Aninia stutzte und blickte fragend nach der Mutter hinüber. Diese sagte nur:

„Iß und trink jetzt! Nach dem Essen, wenn der Vater nach Sils gegangen ist, werde ich mit Dir reden.“

Nun wurde kaum noch ein Wort gesprochen. Madulani aß mit einer auffallenden Heftigkeit, scheinbar um seinen nagenden Hunger zu stillen, in Wirklichkeit, um nichts Weiteres reden zu müssen. Aninia schwieg verlegen und besorgt, und die Mutter that wie immer, still und geräuschlos erfüllte sie ihr Amt als Hausfrau.

Endlich war das Mittagessen und das unbehagliche Beisammensein zu Ende, Madulani erhob sich, ergriff seinen Hut, den derben Stock und verließ nach kurzem Gruß die Stube. Da diese sich in ein großes Gelaß öffnete, das ins Freie führte und zugleich den Eingang in das Haus bildete, so vermochten die beiden Frauen, welche unbeweglich und schweigend sitzen geblieben waren, die schweren, dröhnenden Schritte des Davongehenden bis auf die Gasse zu verfolgen – wenn man die unregelmäßigen Durchgänge zwischen den einzelnen freistehenden Wohnstätten, an denen hier der Surleybach vorbeifloß, also benennen konnte. Da hörten sie plötzlich, wie der Cavig draußen vor dem Hauseingang zu jemand redete. Kurz und bestimmt, wie er stets zu sprechen gewohnt war, sagte er, den Horchenden deutlich hörbar: „Geht nur hinein zu dem Bergamasker, der wieder geheilt und heute noch imstande sein soll, das Bett zu verlassen. Frau und Tochter haben mitsammen zu reden und werden dann schon zu Euch stoßen. Mit Gott!“ – dann verhallten die Schritte auf dem festgetretenen, steinigen Dorfwege.

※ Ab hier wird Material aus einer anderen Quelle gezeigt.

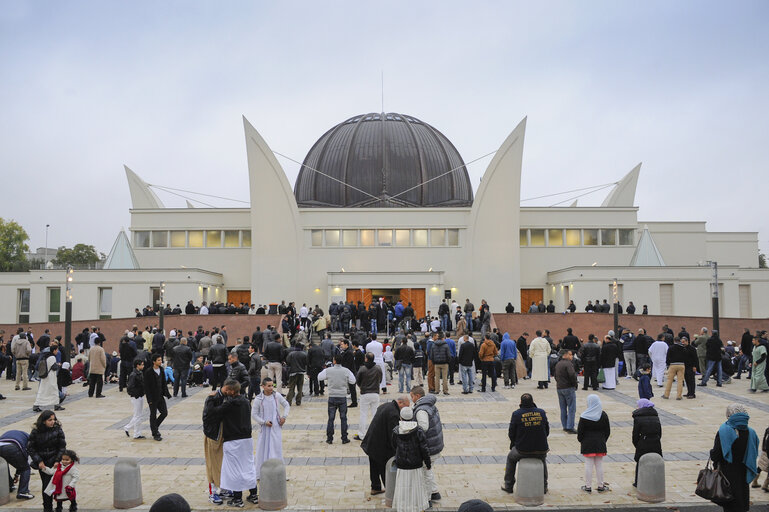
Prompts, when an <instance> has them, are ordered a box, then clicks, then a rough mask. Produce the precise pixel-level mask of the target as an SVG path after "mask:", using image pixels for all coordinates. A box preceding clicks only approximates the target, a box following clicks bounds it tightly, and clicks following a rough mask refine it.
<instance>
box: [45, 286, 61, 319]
mask: <svg viewBox="0 0 769 512" xmlns="http://www.w3.org/2000/svg"><path fill="white" fill-rule="evenodd" d="M60 319H61V288H48V321H49V322H58V321H59V320H60Z"/></svg>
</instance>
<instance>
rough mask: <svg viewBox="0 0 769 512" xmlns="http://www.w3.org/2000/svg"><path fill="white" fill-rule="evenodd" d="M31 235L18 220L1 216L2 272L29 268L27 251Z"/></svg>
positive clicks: (1, 259) (0, 227)
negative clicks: (25, 252)
mask: <svg viewBox="0 0 769 512" xmlns="http://www.w3.org/2000/svg"><path fill="white" fill-rule="evenodd" d="M27 240H29V235H27V232H26V231H24V228H23V227H21V226H20V225H19V224H18V223H17V222H15V221H13V220H7V221H6V220H5V219H3V218H2V217H0V272H25V271H27V270H28V269H29V264H28V263H27V257H26V256H25V254H24V253H25V252H27V251H28V250H29V246H28V245H27V244H26V242H27Z"/></svg>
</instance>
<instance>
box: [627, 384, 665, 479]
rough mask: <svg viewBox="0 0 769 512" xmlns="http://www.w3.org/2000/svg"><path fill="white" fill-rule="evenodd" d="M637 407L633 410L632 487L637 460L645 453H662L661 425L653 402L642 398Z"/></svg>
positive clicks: (646, 453)
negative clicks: (632, 459) (635, 408)
mask: <svg viewBox="0 0 769 512" xmlns="http://www.w3.org/2000/svg"><path fill="white" fill-rule="evenodd" d="M637 405H638V409H636V410H635V411H633V446H635V456H634V457H633V459H634V460H635V478H634V479H633V487H636V485H637V484H638V461H639V460H640V459H641V457H642V456H643V455H646V454H647V453H658V454H660V455H662V442H661V439H662V425H661V424H660V417H659V414H657V409H655V408H654V404H653V403H652V402H651V401H650V400H647V399H646V398H642V399H640V400H639V401H638V404H637Z"/></svg>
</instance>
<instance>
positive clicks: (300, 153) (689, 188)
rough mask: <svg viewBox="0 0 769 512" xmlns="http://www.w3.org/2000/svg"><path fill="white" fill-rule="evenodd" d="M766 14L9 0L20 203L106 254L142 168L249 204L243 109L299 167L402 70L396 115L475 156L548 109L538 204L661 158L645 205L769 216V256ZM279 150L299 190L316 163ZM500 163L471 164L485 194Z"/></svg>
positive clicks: (750, 7) (552, 9)
mask: <svg viewBox="0 0 769 512" xmlns="http://www.w3.org/2000/svg"><path fill="white" fill-rule="evenodd" d="M768 22H769V2H766V1H763V0H758V1H747V0H741V1H739V2H709V1H701V0H697V1H692V2H686V1H676V2H669V1H647V2H629V1H619V2H618V1H614V0H612V1H592V2H585V1H583V2H573V1H566V2H557V1H548V2H534V1H531V2H508V1H505V2H502V1H500V2H479V1H474V2H447V1H440V2H438V1H423V2H412V1H409V2H396V1H389V2H360V1H354V2H291V3H287V2H256V1H228V2H213V1H207V2H201V1H189V0H185V1H174V2H171V1H166V2H157V1H132V2H122V1H120V2H118V1H103V0H99V1H68V2H61V1H58V0H57V1H36V2H26V1H21V0H17V1H14V0H8V1H4V2H2V3H0V55H1V56H2V57H1V58H2V61H1V62H2V68H1V69H2V79H0V112H2V114H1V115H0V175H1V176H2V178H3V180H2V183H3V184H4V189H5V190H4V201H3V204H2V207H0V216H2V217H4V218H12V219H15V220H17V221H18V222H19V223H21V224H22V225H23V226H24V228H25V229H26V230H27V232H28V233H29V235H30V237H31V240H30V246H31V247H33V248H34V247H38V246H43V245H44V237H45V225H46V224H50V225H51V228H50V232H49V246H51V247H55V246H60V245H67V246H72V245H73V244H75V243H78V242H84V243H89V244H94V245H95V246H96V247H97V249H98V250H100V251H103V252H108V251H109V249H110V247H111V245H112V242H113V241H114V239H115V236H116V235H117V233H118V231H119V230H120V228H121V227H126V228H127V227H128V225H129V222H130V217H129V214H128V209H129V208H130V195H129V193H128V186H127V183H126V179H125V174H124V171H123V164H126V165H128V166H129V167H131V168H132V169H133V170H134V171H135V172H136V173H138V174H139V175H140V176H141V177H142V178H143V179H144V180H145V181H147V182H149V183H154V184H158V185H164V186H170V187H177V188H182V189H190V190H195V191H200V192H206V193H210V194H216V195H221V196H225V197H230V198H235V199H240V200H244V201H248V200H249V197H248V173H247V168H246V152H245V143H244V136H243V126H242V120H241V115H245V116H246V117H247V118H248V119H249V121H250V122H251V123H252V124H253V125H254V126H255V127H256V129H257V130H259V132H260V133H261V134H262V136H263V137H264V138H265V140H266V141H267V143H268V144H270V146H271V147H272V149H273V150H275V151H279V152H281V153H284V154H287V155H290V156H291V157H292V158H294V159H296V160H300V161H301V160H302V159H303V158H304V156H305V154H306V153H307V151H308V150H309V149H310V147H311V146H312V144H313V143H314V142H315V141H316V140H317V139H318V138H319V137H320V136H321V135H322V134H323V133H324V132H325V131H326V130H327V129H329V128H330V127H331V126H333V125H335V124H337V123H339V122H340V121H342V120H344V119H346V118H348V117H351V116H353V115H355V114H359V113H363V112H379V111H380V110H381V86H380V80H381V73H382V72H384V106H385V110H386V111H390V112H401V113H406V114H411V115H413V116H415V117H418V118H420V119H422V120H424V121H426V122H428V123H430V124H432V125H433V126H435V127H436V128H437V129H439V130H441V131H442V132H443V133H444V134H445V135H446V136H447V137H448V138H449V139H450V140H451V141H452V142H453V143H454V144H455V146H456V147H457V149H458V150H459V151H460V153H461V154H462V156H463V158H464V159H465V161H470V160H473V159H475V158H477V157H479V156H481V155H483V154H485V153H488V152H490V151H493V150H495V149H497V148H498V147H499V145H500V143H501V142H502V141H503V140H504V139H505V137H506V136H507V135H508V134H509V133H510V131H511V130H512V129H513V128H514V127H515V126H516V124H517V123H518V122H519V121H520V120H521V119H522V118H523V117H525V116H528V123H527V133H526V145H525V149H524V157H523V177H522V198H529V197H534V196H540V195H543V194H548V193H553V192H560V191H565V190H570V189H576V188H581V187H586V186H591V185H599V184H603V183H608V182H613V181H617V180H619V179H620V178H621V177H622V176H624V175H625V174H626V173H627V172H628V171H630V169H632V168H633V167H634V166H635V165H636V164H637V163H638V162H643V166H642V169H641V177H640V180H639V185H638V191H637V194H636V204H637V205H638V206H639V207H640V211H639V219H640V220H642V221H643V220H701V221H707V226H708V229H709V230H710V231H758V232H759V240H760V247H761V249H762V250H763V251H765V252H769V240H768V239H769V208H768V207H767V199H766V195H765V191H766V190H767V185H768V184H769V174H768V173H767V169H768V168H769V165H768V164H769V156H767V148H769V140H768V139H769V135H767V134H768V133H769V130H768V129H767V120H768V119H769V96H768V95H767V90H769V86H768V84H769V58H768V57H769V51H768V50H769V31H768V30H767V26H769V23H768ZM279 161H280V162H281V164H282V165H283V166H284V169H285V170H286V173H287V174H288V178H289V181H290V182H291V183H292V184H293V182H294V179H295V177H296V174H297V172H298V165H296V164H293V163H291V162H289V161H287V160H285V159H282V158H279ZM488 162H489V158H487V159H484V160H482V161H480V162H478V163H476V164H473V165H471V166H470V167H469V171H470V176H471V180H472V183H473V187H474V188H477V186H478V182H479V179H480V176H481V175H482V173H483V171H484V170H485V168H486V165H487V164H488ZM607 193H608V189H607V190H604V191H601V192H598V193H596V194H593V195H590V196H586V197H584V198H581V199H580V204H581V205H597V204H600V203H601V201H602V200H603V198H604V197H605V195H606V194H607ZM158 195H159V196H160V197H161V199H162V200H163V201H164V203H165V204H166V206H184V200H183V199H180V198H178V197H174V196H171V195H169V194H166V193H158ZM565 197H566V196H564V197H561V198H557V199H555V200H542V201H539V202H527V203H524V204H526V205H536V204H538V205H549V204H552V203H553V202H556V201H557V200H560V199H562V198H565ZM213 204H215V205H217V206H239V205H238V203H228V202H225V201H215V202H214V203H213Z"/></svg>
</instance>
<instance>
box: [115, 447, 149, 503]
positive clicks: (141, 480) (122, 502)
mask: <svg viewBox="0 0 769 512" xmlns="http://www.w3.org/2000/svg"><path fill="white" fill-rule="evenodd" d="M113 474H114V477H113V484H112V486H113V489H114V494H113V503H112V505H113V506H114V507H115V508H134V507H138V506H139V505H141V504H142V502H143V499H142V472H141V467H139V459H135V458H123V457H121V458H119V459H118V460H117V462H116V463H115V471H114V473H113Z"/></svg>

„Es kann nur Fra Battista sein,“ meinte Aninia mit einem erleichterten freudigen Aufathmen.

Frau Barbla war zu dem Stubeneinlaß gegangen, hatte durch eine kleine, dort angebrachte Oeffnung geschaut, während draußen schlürfende Schritte, hierauf das Oeffnen und Schließen einer Thür vernehmbar geworden waren. Dann kehrte sie zu ihrem Sitz zurück und murmelte kaum hörbar vor sich hin: „Der Himmel sendet ihn uns – zur rechten Stunde!“

Mutter und Tochter waren allein.

Noch eine ganze Weile blieben beide stumm einander gegenüber sitzen. Frau Barbla schaute wie in schweres Sinnen versunken vor sich nieder. Endlich mußte sie wohl einen letzten Zweifel überwunden haben, zu einem festen Entschluß gelangt sein, denn nun hob sie den Kopf und ohne irgend eine Aufregung zu verrathen, sagte sie in ihrer gewohnten ruhigen Weise, doch ernst und bestimmt:

„Nun merk’ wohl auf, Aninia, was ich Dir zu sagen habe, denn es ist ernst – sehr ernst, und viele Worte mache ich nicht. Heute morgen, vor den Geschworenen, – die außer einem, dem alten Nout Zavarit aus Islas, den Angeklagten freigesprochen haben, – hat Dein Vater Dich im Beisein der ganzen versammelten Pfarrgemeinde dem Franzosen-Peider verlobt und heute in acht Tagen soll die öffentliche Trauung sein.“

Aninia stieß bei diesen Worten einen lauten Wehschrei aus und fuhr mit der Hand nach dem Herzen. Dann sank sie wie vernichtet auf ihrem Sitz zusammen.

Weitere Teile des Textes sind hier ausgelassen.